Анфиса смутилась, руки спрятала. Говорила она с оглядкой, кривя рот, чтобы не было видно дырки, где не хватало зуба. Под конец вечера осмелела, стала даже улыбаться, но аккуратно. Замполит сказал:
— А ты, Фиса, еще на уровне как женщина. В тебя еще влюбиться можно. Замуж не собираешься?

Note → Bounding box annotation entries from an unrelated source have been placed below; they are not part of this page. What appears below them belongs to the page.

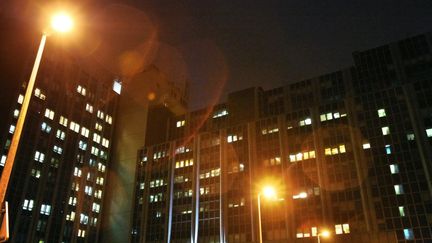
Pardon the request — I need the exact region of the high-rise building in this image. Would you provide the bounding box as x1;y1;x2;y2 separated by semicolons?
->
0;41;121;242
131;33;432;243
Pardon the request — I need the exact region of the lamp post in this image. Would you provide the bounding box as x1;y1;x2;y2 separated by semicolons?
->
258;186;276;243
317;230;330;243
0;10;73;216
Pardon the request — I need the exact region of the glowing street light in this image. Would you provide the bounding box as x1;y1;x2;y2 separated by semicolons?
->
258;185;277;243
317;230;330;243
0;13;73;240
51;13;73;33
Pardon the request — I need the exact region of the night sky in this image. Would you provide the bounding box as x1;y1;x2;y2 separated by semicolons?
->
1;0;432;109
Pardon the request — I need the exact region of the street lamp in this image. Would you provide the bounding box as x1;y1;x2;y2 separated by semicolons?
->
317;230;330;243
258;186;276;243
0;13;73;237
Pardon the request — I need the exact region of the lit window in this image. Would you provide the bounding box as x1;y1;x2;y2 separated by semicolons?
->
113;79;122;94
404;229;414;240
59;116;68;127
299;117;312;127
324;144;346;155
227;135;243;143
97;110;105;120
98;163;106;172
93;133;101;143
102;138;109;148
94;189;102;199
394;185;404;195
105;115;112;124
363;143;370;149
335;224;343;235
342;224;350;234
56;129;66;140
426;128;432;138
78;229;85;238
95;122;103;132
74;167;82;177
53;145;63;154
41;122;51;133
213;109;228;118
9;125;15;134
34;88;46;100
381;127;390;135
92;203;100;213
84;186;93;196
17;94;24;104
69;121;80;133
96;177;104;185
86;103;93;113
176;120;186;127
14;109;19;118
31;169;40;178
377;109;386;117
80;213;88;225
81;127;90;138
45;108;54;120
40;204;51;215
34;151;45;163
0;155;7;166
385;144;392;154
77;85;87;96
66;211;75;221
399;206;405;217
407;133;415;141
390;164;399;174
69;197;77;206
23;199;34;211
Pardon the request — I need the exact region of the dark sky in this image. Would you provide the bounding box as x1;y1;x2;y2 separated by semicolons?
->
0;0;432;109
128;0;432;107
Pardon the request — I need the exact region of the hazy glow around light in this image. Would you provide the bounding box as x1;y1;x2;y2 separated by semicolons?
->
51;13;73;33
320;230;330;238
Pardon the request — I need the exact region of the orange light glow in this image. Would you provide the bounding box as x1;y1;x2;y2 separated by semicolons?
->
262;186;276;199
51;13;73;33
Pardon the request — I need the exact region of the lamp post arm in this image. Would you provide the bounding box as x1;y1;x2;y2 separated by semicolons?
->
0;34;47;203
258;193;262;243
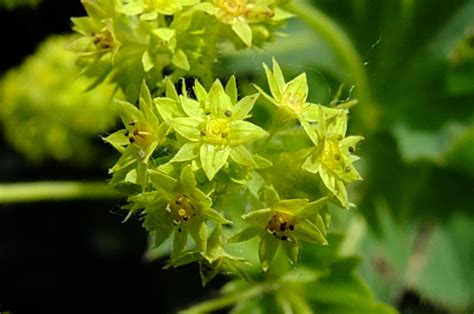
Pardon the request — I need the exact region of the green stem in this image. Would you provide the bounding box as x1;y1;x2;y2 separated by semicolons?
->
0;181;120;204
286;1;378;130
180;283;278;314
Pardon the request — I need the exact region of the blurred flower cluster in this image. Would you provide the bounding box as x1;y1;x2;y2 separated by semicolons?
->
0;36;118;163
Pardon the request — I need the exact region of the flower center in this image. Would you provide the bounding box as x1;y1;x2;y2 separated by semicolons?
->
217;0;247;16
93;30;114;49
266;211;296;242
281;92;306;114
201;119;231;145
126;121;155;153
145;0;169;9
166;195;197;226
321;138;344;172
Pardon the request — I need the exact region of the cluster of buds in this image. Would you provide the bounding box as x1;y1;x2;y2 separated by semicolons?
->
68;0;290;101
105;61;362;282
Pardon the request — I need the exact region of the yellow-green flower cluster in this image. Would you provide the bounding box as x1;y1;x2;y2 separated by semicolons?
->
0;36;116;163
68;0;290;102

— Что вы, Василий Сергеевич, мне да замуж. Я старуха.
— И не такие выходят.
Посидел, пошутил и ушел. На другой день наведался снова. И стал приходить. А там, смотришь, незаметно-незаметно и притулилась к нему Анфиса, а он к ней. Про любовь у них разговору не было, ясное дело, немолодые, а просто хорошо ему было с Анфисой, а ей с ним.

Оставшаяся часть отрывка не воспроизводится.